Wer im Netz surft, schnappt verschiedene Behauptungen über Corona-Impfungen auf. Die Deutsche Presse-Agentur (dpa) hat die vier gängigsten Gerüchte geprüft.
1. Corona-Impfstoffe machen unfruchtbar
Bewertung: falsch.
Menschen, die das behaupten, verweisen auf die vermeintliche Ähnlichkeit zwischen dem Spike-Protein des Coronavirus, mit dem der Erreger an menschliche Zellen andockt, und dem körpereigenen Protein namens Syncytin-1.
Bei gebärfähigen Frauen ist Syncytin-1 etwa für die Bildung der Plazenta verantwortlich, über die der Nachwuchs in der Gebärmutter mit Nährstoffen versorgt wird. Die These: Eine Immunabwehr gegen das Corona-Spike-Protein weite sich auch auf Syncytin-1 aus und verhindere so die Bildung der Plazenta.
Es gebe jedoch überhaupt keine besondere Ähnlichkeit zwischen den beiden Proteinen, so «dass eine Kreuzreaktion des Impfstoffs im Grunde unmöglich ist», sagt die Leiterin der Forschungsgruppe Biochemie und Bioorganische Chemie an der Universität Leipzig, Annette Beck-Sickinger.
2. Eine MRNA-Impfung führt zu Genveränderungen
Bewertung: Das ist ausgeschlossen
Bisherige Impfstoffe beinhalten meist abgetötete oder geschwächte Viren oder Teile davon. Die Corona-Mittel von Biontech und Moderna funktionieren anders, nämlich erstmals über die sogenannte mRNA.
Dabei werden keine abgetöteten Sars-CoV-2-Erreger injiziert, sondern nur die Bauanleitung für einen Bestandteil des Virus – das Botenmolekül mRNA. Auf dieser Grundlage stellen die Körperzellen Teile des Viren-Hüllproteins (Spike-Protein) selbst her. Gegen dieses wiederum entwickelt das Immunsystem nun bestimmte Faktoren, sodass es bei einem späteren Kontakt mit dem Coronavirus die Struktur des Proteins wiedererkennen und den Erreger gezielt abwehren kann.
Die Informationen der RNA können dabei nicht in die menschliche DNA eingebaut werden. Das verhindert schon die unterschiedliche chemische Struktur beider. Zudem erreicht die mit der Impfung aufgenommene mRNA gar nicht die Zellkerne, in denen das Erbgut in Form von DNA lagert.
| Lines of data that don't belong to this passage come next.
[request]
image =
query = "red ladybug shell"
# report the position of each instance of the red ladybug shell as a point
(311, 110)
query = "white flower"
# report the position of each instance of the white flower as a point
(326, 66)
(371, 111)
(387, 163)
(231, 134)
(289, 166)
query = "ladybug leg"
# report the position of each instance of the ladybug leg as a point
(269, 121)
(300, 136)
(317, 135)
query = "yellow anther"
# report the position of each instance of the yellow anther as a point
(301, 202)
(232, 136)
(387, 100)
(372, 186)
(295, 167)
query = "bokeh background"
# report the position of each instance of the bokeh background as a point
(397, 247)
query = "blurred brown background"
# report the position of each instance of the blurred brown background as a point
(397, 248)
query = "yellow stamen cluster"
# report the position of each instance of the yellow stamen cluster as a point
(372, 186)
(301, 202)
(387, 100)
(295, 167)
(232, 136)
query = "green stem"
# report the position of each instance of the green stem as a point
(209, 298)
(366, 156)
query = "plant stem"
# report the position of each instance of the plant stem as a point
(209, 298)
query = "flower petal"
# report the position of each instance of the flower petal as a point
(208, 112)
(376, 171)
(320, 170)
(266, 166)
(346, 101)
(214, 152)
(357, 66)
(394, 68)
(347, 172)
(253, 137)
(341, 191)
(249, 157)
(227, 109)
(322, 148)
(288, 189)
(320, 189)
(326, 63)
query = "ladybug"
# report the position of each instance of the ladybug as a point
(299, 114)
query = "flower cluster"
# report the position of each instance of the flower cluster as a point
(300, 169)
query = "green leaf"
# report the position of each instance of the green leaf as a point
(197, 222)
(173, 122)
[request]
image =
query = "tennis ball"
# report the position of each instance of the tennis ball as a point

3. Sechs Menschen starben am Biontech-Impfstoff
Bewertung: falsch.
An der Phase-3-Studie von Biontech nahmen 43'448 Menschen teil. Im Studienzeitraum zwischen Ende April und Mitte November 2020 starben sechs der Teilnehmer – allerdings nicht an der Impfung.
«Alle Todesfälle stellen Ereignisse dar, die in der allgemeinen Bevölkerung der Altersgruppen, in denen sie auftraten, mit einer ähnlichen Rate vorkommen», schreibt die für die US-Zulassung des Präparats zuständige Behörde FDA. «Keinen Zusammenhang» der Fälle mit der Impfstudie sieht auch die europäische Zulassungsbehörde EMA: «Andere Vorerkrankungen waren eher die Todesursache.»
4. Schnelle Zulassung macht den Impfstoff unsicher
Bewertung: falsch.
Anders als etwa in den USA gab es in der EU und in der Schweiz keine Notfallzulassung. Hier setzt man stattdessen auf eine bedingte Marktzulassung. Der Unterschied: Bei einer bedingten Marktzulassung wird umfassender geprüft und die Hersteller tragen mehr Verantwortung für die Sicherheit des Medikaments.
Angesicht der Pandemie-Lage wurde der Zulassungsprozess für die Corona-Impfstoffe allerdings beschleunigt – es gilt ein sogenanntes Rolling-Review-Verfahren. Dabei können Arzneimittelhersteller schon vor dem vollständigen Zulassungsantrag einzelne Berichte über die Qualität, Unbedenklichkeit und Wirksamkeit ihres Präparats einreichen statt erst am Schluss. Das macht das Verfahren schneller, aber nicht unsicherer.